Widzew wiosną zwyciężył tylko raz i aby cały czas zachować kontakt z czołówką, musiał wygrać w Płocku. Początek meczu należał jednak do gospodarzy, chociaż nie można powiedzieć, że zepchnęli widzewiaków do obrony. Nie mieli też bramkowych okazji. Później gra się wyrównała i Widzew zaczął grać odważniej. Efektem tego była sytuacja z 28. minuty. Po zamieszaniu w polu karnym do piłki dopadł Marek Hanousek i uderzył bardzo mocno, ale bramkarz Wisły odbił piłkę na rzut rożny. Wisła odpowiedziała niedługo potem, kiedy strzelał Kristian Vallo. Henrich Ravas też odbił piłkę na róg.
Mecz był bardzo senny. Nie pomagało też to, że stadion był w większości pusty, bo trwa jego budowa, oraz słaby doping kibiców Wisły. To spotkanie bardziej przypominało sparing i to jeszcze na nie najlepszej murawie. Niestety gospodarze lepiej zakończyli pierwszą połowę, bo przejęli inicjatywę i w 40. minucie Henricha Ravasa pokonał Rafał Wolski. Błąd popełnił przede wszystkim Mateusz Żyro, chociaż Słowak też powinien zachować się lepiej. Podobnie, jak Andrejs Ciganiks, który nie zaatakował Mateusza Szwocha, który zaliczył asystę przy bramce.
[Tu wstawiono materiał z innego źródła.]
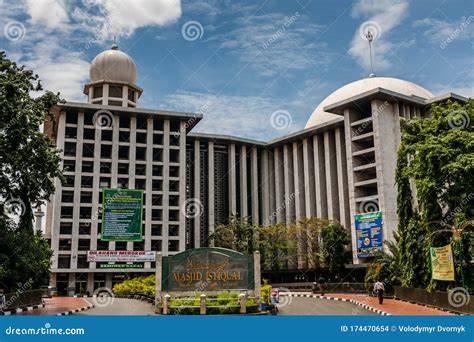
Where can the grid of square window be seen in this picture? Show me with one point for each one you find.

Po przerwie widzewiacy zaatakowali odważniej, ale lepszą okazję pierwsi stworzyli wiślacy. Na szczęście popsuli bardzo dobrze zapowiadającą się kontrę, bo szli dwóch na jednego. A łodzianie? Starali się, ale wciąż wyglądało to bardzo źle. Każda próba strzału była nieudana, każde dośrodkowanie w pole karne lądowało na głowie któregoś z obrońców. Szarpał aktywny jak zawsze Bartłomiej Pawłowski, ale też brakowało mu dokładności. Na dobrą okazję czekaliśmy aż do 84. minuty, kiedy z dystansu strzelał Juljan Shehu. Piłka leciała w bramkę, tuż przy słupku, ale bramkarz odbił ten strzał.
Można było mieć nadzieję, że na koniec jeszcze rzucą się do ataku, bo sędzia doliczył aż 9 minut. Przecież Widzew lubi i potrafi grać do końca, z całej ligi strzelił najwięcej goli w doliczonym czasie gry. I znów tak było. W 96. minucie w ogromnym zamieszaniu w polu karnym najlepiej zachował się Jordi Sanchez i wbił piłkę do bramki. Widzew uratował w ten sposób jeden punkt.
Ale za tydzień gra z mistrzem Polski Lechem Poznań i szczęście może nie wystarczyć nawet do remisu. Gra Widzewa musi być o wiele lepsza.
Wisła Płock – Widzew Łódź 1:1 (1:0)
1:0 – Wolski 40.
1:1 – Jordi 96.
Wisła: Kamiński – Rzeźniczak, Kapaudi, Chrzanowski – Vallo (80. Sulek), Furman, Leśniak, Tomasik – Szwoch, Śpiączka (80. Sekulski), Wolski (90.+4 Warchoł).
Widzew: Ravas – Stępiński, Szota, Żyro (89. Kreuzriegler) – Milos (79. Zieliński), Hanousek, Kun, Ciganiks (79. Sypek) – Pawłowski, Jordi, Normann Hansen (57. Shehu).